In the present study, five consanguineous, multigeneration Pakistani families with various types of EDs have been ascertained. Three of these families (A, B and C) were segregating autosomal recessive ED of hair and nail type while the other two families (D and E) were segregating autosomal recessive hypohidrotic ED. Pure hair and nail ED is a rare congenital disorder characterized by trichodysplasia (hypotrichosis, partial, or total alopecia) and dystrophy of finger and toe nails with no other associated abnormality. Various clinical forms of the disorder have been reported, the molecular bases of which are entirely unknown. To identify the gene underlying the hair and nail ED phenotype in the three Pakistani families (A, B and C), microsatellite markers from candidate gene regions were genotyped and two-point and multipoint parametric linkage analysis was performed.
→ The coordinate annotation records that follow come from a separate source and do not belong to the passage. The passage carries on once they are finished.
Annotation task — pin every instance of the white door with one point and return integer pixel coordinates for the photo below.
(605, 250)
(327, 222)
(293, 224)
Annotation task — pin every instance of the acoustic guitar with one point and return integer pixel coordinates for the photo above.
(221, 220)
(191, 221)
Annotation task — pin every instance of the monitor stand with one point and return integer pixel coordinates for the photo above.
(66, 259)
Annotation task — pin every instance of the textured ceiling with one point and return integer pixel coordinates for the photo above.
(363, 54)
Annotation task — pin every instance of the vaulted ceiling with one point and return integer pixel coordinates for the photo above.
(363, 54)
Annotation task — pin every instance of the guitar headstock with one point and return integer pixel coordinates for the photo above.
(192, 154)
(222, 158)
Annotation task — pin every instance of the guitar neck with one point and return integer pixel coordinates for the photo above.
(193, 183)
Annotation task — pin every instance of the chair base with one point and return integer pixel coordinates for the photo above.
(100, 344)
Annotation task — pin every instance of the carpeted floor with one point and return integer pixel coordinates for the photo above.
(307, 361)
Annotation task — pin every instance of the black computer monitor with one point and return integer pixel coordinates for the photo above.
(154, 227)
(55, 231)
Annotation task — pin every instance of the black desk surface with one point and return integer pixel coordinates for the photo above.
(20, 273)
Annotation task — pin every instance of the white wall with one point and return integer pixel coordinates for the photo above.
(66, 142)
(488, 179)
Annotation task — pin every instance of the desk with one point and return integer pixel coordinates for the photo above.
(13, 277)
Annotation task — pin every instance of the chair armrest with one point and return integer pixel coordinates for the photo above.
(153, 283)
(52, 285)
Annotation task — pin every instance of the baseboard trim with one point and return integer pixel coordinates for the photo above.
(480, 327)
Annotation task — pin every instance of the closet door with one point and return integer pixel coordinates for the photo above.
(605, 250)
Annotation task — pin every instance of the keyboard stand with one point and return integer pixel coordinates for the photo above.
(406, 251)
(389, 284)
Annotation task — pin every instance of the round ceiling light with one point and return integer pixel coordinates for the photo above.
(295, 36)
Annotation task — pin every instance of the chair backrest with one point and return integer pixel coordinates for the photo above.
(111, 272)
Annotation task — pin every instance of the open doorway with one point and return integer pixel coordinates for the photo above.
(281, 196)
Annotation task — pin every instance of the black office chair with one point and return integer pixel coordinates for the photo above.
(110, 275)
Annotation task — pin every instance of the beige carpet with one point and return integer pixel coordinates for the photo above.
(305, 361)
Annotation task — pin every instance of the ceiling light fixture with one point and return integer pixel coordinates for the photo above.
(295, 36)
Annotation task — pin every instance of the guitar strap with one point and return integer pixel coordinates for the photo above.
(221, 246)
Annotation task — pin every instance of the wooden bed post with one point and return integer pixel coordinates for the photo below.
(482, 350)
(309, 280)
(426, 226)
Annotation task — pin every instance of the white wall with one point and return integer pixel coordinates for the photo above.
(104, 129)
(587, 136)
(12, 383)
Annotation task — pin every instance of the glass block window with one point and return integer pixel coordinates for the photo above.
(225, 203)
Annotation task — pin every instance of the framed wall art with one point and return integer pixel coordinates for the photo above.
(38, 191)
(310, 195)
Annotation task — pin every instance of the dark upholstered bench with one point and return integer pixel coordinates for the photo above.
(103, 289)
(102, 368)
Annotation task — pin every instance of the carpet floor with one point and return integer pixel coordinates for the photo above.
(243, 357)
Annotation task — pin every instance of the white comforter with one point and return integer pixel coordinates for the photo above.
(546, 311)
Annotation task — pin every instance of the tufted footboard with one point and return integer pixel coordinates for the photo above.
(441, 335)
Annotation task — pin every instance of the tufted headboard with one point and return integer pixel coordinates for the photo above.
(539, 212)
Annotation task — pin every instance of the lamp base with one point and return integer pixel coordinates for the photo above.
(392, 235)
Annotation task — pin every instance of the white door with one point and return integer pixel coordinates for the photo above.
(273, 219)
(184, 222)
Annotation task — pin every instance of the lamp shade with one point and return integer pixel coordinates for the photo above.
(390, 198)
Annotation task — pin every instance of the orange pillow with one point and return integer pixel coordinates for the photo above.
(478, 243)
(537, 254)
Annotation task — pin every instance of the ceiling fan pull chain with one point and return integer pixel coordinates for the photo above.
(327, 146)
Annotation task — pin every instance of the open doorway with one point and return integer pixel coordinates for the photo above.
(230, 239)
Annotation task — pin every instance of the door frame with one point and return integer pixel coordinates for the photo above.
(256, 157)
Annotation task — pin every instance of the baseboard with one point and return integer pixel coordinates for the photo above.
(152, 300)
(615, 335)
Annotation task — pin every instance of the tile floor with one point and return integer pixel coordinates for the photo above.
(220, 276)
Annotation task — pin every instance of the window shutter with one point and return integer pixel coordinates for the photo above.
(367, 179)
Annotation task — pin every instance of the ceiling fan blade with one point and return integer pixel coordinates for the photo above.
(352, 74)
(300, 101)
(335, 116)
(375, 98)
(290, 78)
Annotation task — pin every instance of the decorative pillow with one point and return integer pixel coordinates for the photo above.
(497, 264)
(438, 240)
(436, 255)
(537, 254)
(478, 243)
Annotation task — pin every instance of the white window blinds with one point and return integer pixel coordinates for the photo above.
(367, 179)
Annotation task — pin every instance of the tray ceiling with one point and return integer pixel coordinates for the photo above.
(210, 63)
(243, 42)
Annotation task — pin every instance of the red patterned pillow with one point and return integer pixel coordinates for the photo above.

In family A, the disease locus was mapped to a 16.6-centimorgan region on chromosome 12q12-q14.1 (Zmax = 8.2). The locus harbors six type II hair keratin genes. DNA sequence analysis revealed a homozygous missense mutation in the hair matrix and cuticle keratin KRTHB5, leading to substitution of a conserved arginine residue with histidine (R78H), located in the head domain. This mutation provides the first direct evidence in the molecular pathogenesis of pure hair-nail ectodermal dysplasias.
In family B, significant evidence of linkage was obtained for markers linked to type II keratin gene cluster on chromosome 12q13.13 (Zmax = 3.1). The linkage interval in this family maps to a 29.5 cM region according to the Marshfield genetic map. Sequence
analysis of the coding exons and splice junction sites of the hair keratin genes including KRTHBl, KRTHB3, KRTHB5 and KRTHB6, present in the disease interval, failed to identify a pathogenic mutation. These data suggest that the mutation may lie in a regulatory region of one of these hair keratin genes or in another gene within the linkage interval of family B on chromosome 12pll.l-q2l.1. In family C, the gene for pure hair and nail ED has been assigned to chromosome l7p 12q21.2. Significant evidence of linkage to this chromosomal region was found with multipoint Zmax > 4 at several markers. Haplotype analysis located the ED locus in a 24.2 cM genetic interval between markers D17S839 and D17S1299. The disease interval contains six epithelial keratin genes (KRT25A, KRT25B, KRT25C, KRT25D, KRT24 and KRTIO), and a homeobox gene (WHN). DNA sequence analysis of the coding exons and the splice junction sites of five epithelial keratin genes (KRT25A-KRT25D and KRT24) failed to reveal any sequence aberration in the affected individuals. However, the mutation may lie in a regulatory region of one of these epithelial keratin candidate genes.
Hypohidrotic ectodermal dysplasia (HED) is a genetic disease characterized by abnormal hair, teeth, and sweat gland development that may lead to life-threatening hyperthermia. Although most cases of HED display X-linked recessive inheritance, autosomal dominant and autosomal recessive forms also exist. X-linked HED is caused by mutations in the EDA gene, and the autosomal forms result from mutations in either the EDAR or EDARADD gene. In the present study, the molecular defect underlying autosomal recessive HED in eight patients belonging to two Pakistani families (D and E) has been investigated. Genotyping results showed linkage in both the families to the EDAR locus. DNA sequence analysis of EDAR gene in the two families led to the identification of two novel mutations. In family D, a missense mutation, replacing a non-polar glycine with polar serine (G382S) occurs in the death domain (DD), encoded by exon 12, of EDAR. In family E, sequence analysis revealed a four base pair deletion (718delAAAO) in exon 8 of the EDAR gene.